Santo Domingo: ¿la Atenas de América?
Santo Domingo y Atenas son dos epicentros de la historia y la cultura
Durante los primeros años del Descubrimiento de América, se dio el mestizaje, el cual, guardando las distancias, era similar a la transculturación que dio paso al helenismo griego en los pueblos del Oriente, conquistados por Alejando Magno. Esta mezcla, en la isla de Santo Domingo, no fue solo racial, sino también cultural: el areito con su güiro se fue mezclando con las voces españolas y con los tambores africanos, lo cual resultó, al final, una cultura híbrida e indivisible.
Atenas, majestuosa, interpretada como la lumbrera del mundo antiguo occidental, es todavía un referente cultural en la actualidad. Es de pleno conocimiento que, en el siglo v a.C., Atenas se convirtió en el epicentro de la política democrática, la filosofía, la cultura, el arte y las ciencias.
Santo Domingo, por su parte, era la capital neurálgica de los españoles en América. Fue la primera gran ciudad a la que fueron llevados la fe cristiana, la educación, las artes, las ciencias y el humanismo de San Agustín y de Santo Tomás de Aquino. Ese humanismo cristiano lo definió Eudoro Rodríguez Albarracín de la siguiente manera: “[…] humanismo teocéntrico (cristocéntrico, más particularmente) que, asumiendo críticamente la filosofía aristotélica, reafirma que lo auténticamente humano, implica, en su realización plena, la presencia y horizonte de lo divino”.

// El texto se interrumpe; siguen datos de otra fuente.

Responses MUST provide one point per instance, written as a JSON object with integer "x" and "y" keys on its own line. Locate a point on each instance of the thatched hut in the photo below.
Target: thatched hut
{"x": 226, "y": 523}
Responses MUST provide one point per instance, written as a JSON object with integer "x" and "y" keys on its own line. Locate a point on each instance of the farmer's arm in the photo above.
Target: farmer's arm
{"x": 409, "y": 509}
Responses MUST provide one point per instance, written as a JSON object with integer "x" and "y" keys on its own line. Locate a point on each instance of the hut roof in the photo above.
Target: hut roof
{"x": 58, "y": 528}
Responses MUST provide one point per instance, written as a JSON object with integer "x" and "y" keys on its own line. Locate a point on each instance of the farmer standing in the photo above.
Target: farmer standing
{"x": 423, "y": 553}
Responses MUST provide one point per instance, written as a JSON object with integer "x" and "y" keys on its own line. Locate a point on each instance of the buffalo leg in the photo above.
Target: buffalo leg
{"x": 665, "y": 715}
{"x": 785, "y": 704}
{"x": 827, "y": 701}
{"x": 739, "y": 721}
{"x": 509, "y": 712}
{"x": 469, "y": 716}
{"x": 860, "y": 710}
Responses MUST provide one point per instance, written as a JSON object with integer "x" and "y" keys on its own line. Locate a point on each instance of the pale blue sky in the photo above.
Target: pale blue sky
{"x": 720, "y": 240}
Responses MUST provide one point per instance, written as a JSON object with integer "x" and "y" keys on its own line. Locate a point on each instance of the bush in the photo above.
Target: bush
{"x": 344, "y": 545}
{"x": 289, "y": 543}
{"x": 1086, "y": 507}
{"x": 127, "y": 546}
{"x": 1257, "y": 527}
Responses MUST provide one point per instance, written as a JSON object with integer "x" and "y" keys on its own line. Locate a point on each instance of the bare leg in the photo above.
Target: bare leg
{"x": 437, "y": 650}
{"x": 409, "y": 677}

Pericles (líder ateniense) y Nicolás Ovando (gobernador de La Española), ambos líderes de dichas ciudades (Atenas y Santo Domingo) respectivamente, se embarcaron en campañas militares exitosas y en proyectos de edificación, que perduran hoy en día. Atenas y Santo Domingo fueron proyectadas como modelos a seguir durante sus tiempos individuales de influencia. Las murallas de dichas ciudades irradiaban confianza y fortaleza, pero ambas sufrieron saqueos (el rey persa Jerjes saqueó Atenas en 480 a.C. y el pirata inglés Drake saqueó Santo Domingo en 1586) y abandono, lo cual denotaba su vulnerabilidad.
En la capital de La Española se establecieron, en el Nuevo Mundo, las primeras instituciones europeas, con las cuales llegó la modernidad: la Real Audiencia, la Casa de la Moneda, los primeros monasterios y los colegios para instruir a los nativos (recordemos a Enriquillo, cacique taíno que fue educado por los franciscanos y que se rebeló contra los colonos en Santo Domingo), la primera universidad, entre otras.
Además de haber llegado conquistadores abusivos, también arribaron a Santo Domingo religiosos muy capacitados y amantes de las buenas costumbres: Fray Ramón Pané, Antonio Montesinos y Pedro de Córdoba (por mencionar solo algunos). Tales hombres de fe reflejaron el accionar del apóstol Pablo quien, al igual que los otros, al llegar a Atenas (libro de Hechos 17), observó mucha idolatría. Como solución al tema de las estatuas de los dioses griegos (en el caso taíno, los cemíes) empezó el Apóstol a predicar sobre “el Dios no conocido”, con relación a la misma fe que los Reyes Católicos visualizaban para su Colonia.
Esto nos lleva a 1511, a Santo Domingo, donde los dominicos formados en San Esteban y en la Universidad de Salamanca (considerada como la Atenas hispánica) pronunciaron, por vía democrática, la elección de Montesinos para predicar el sermón de Adviento (primera manifestación de los derechos humanos).
En la incipiente ciudad, el arte y la cultura, al igual que en Atenas, florecieron y se hicieron presentes en la arquitectura, las esculturas y la música. En el segundo viaje colombino, los religiosos trajeron consigo esculturas e instrumentos, aunque con el tiempo estas artes fueron menguando, y Santo Domingo cayó en un letargo, en el cual México tomó preponderancia.
El historiador Pedro Borges se refiere a este tema en su obra Historia de la Iglesia en Hispanoamérica y Filipinas:
“Durante todo el siglo xvi llegan desde Sevilla a Santo Domingo […] gran número de esculturas, según consta en los Archivos de Protocolos y de Indias. En su mayoría, ardieron, las perdieron o fueron robadas por visitantes indeseables”.
En conclusión, las ciudades cumplen sus ciclos hegemónicos y es deber de sus ciudadanos procurar que se sigan cultivando los valores fundamentales. Tales valores son apoyados por el trabajo, el cual a su vez debe reflejar el fomento de las ciencias, el arte y las buenas costumbres.